La historia reciente de Argentina perdió este domingo a una de sus figuras más representativas. Taty Almeida, referente histórica del movimiento de derechos humanos y presidenta de Madres de Plaza de Mayo Línea Fundadora, murió a los 95 años, dejando un legado que marcó a varias generaciones dentro y fuera de su país.

A lo largo de décadas, Almeida se convirtió en una presencia constante en marchas, actos conmemorativos y actividades vinculadas con la defensa de los derechos humanos. Su voz acompañó numerosas causas relacionadas con la búsqueda de justicia y el reclamo por las víctimas de la represión política ocurrida en Argentina durante los años setenta.

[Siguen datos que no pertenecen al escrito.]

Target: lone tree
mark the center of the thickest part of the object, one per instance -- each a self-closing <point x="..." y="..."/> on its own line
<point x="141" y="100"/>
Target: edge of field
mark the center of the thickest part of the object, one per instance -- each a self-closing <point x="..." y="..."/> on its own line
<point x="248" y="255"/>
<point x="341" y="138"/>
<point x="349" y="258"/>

La noticia de su fallecimiento fue confirmada por familiares, personas cercanas y por la organización que encabezaba. Posteriormente, Madres de Plaza de Mayo Línea Fundadora emitió un comunicado para informar oficialmente sobre el deceso de su presidenta.

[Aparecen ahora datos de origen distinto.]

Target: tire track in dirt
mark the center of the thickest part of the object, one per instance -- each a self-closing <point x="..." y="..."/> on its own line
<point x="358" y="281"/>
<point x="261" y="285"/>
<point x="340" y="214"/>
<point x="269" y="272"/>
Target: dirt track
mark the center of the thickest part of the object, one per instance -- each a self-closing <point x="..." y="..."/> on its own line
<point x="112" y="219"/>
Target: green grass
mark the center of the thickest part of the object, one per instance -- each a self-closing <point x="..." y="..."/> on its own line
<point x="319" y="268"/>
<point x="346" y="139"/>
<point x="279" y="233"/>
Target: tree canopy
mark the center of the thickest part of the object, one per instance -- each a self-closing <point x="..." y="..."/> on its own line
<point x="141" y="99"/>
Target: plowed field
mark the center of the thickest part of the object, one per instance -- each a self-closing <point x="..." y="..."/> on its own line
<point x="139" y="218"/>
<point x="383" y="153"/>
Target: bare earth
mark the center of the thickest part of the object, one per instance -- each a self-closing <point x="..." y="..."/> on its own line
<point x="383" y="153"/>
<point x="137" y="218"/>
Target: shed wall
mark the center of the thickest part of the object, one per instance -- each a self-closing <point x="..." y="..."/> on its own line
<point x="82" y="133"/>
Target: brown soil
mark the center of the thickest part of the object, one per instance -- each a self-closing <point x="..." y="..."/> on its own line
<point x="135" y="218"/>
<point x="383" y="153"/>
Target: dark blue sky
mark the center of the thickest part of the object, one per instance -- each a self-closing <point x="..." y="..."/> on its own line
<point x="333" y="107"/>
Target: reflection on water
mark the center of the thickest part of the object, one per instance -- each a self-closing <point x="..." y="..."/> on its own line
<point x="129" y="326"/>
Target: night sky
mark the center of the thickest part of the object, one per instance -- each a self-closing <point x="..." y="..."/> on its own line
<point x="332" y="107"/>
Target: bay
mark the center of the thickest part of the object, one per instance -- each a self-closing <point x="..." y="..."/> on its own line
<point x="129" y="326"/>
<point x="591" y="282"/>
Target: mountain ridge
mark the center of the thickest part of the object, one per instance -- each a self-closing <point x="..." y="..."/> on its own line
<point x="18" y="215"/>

Taty Almeida dedicó gran parte de su vida a la defensa de los derechos humanos y a la búsqueda de justicia en Argentina./ AFP

"A las 19.20 del 14 de junio falleció en el Hospital Italiano nuestra querida Taty Almeida, presidenta de Madres de Plaza de Mayo Línea Fundadora".

De acuerdo con información difundida por su entorno, Almeida permanecía internada en el Hospital Italiano y había sido sedada poco antes de su muerte debido al delicado estado de salud que enfrentaba durante los últimos días.

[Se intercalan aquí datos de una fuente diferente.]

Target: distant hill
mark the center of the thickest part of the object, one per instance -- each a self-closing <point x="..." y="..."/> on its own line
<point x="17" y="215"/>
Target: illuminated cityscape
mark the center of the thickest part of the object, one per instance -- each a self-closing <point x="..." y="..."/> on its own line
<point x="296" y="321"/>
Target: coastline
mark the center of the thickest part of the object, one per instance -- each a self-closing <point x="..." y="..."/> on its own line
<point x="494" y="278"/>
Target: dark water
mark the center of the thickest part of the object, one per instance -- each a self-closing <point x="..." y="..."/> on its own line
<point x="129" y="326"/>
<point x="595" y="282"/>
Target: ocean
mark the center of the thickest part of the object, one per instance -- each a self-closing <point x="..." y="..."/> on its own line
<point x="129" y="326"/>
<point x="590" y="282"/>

¿Cómo nació la lucha que convirtió a Taty Almeida en un símbolo?

Antes de transformarse en una de las principales referentes de los derechos humanos en Argentina, Lidia Stella Mercedes Miy Uranga, nombre con el que fue registrada al nacer, desarrolló su vida profesional como docente.

Sin embargo, su destino cambió radicalmente tras la desaparición de su hijo, Alejandro Martín Almeida, trabajador de la agencia informativa Télam. El joven fue secuestrado en junio de 1975 por la organización parapolicial conocida como la Triple A, hecho que impulsó a Almeida a incorporarse a los movimientos que exigían respuestas sobre las víctimas de la violencia política.

La activista se convirtió en una de las voces más reconocidas de la lucha por la memoria, la verdad y la justicia./ AFP

Con el paso del tiempo, aquella búsqueda personal se transformó en una causa colectiva. Su participación dentro de las Madres de Plaza de Mayo la convirtió en una de las figuras más reconocidas del movimiento y en una defensora permanente de las políticas de memoria y justicia.

El legado que dejó más allá de una generación

Tras las diferencias internas que surgieron dentro del organismo, Almeida continuó su militancia desde la Línea Fundadora, agrupación que terminó presidiendo y desde la cual mantuvo una intensa actividad pública hasta sus últimos años.

Su figura logró trascender coyunturas políticas y gobiernos, convirtiéndose en un referente para organizaciones sociales, académicas y defensoras de derechos humanos. La noticia de su muerte generó mensajes de reconocimiento provenientes de distintos sectores que destacaron su perseverancia y compromiso.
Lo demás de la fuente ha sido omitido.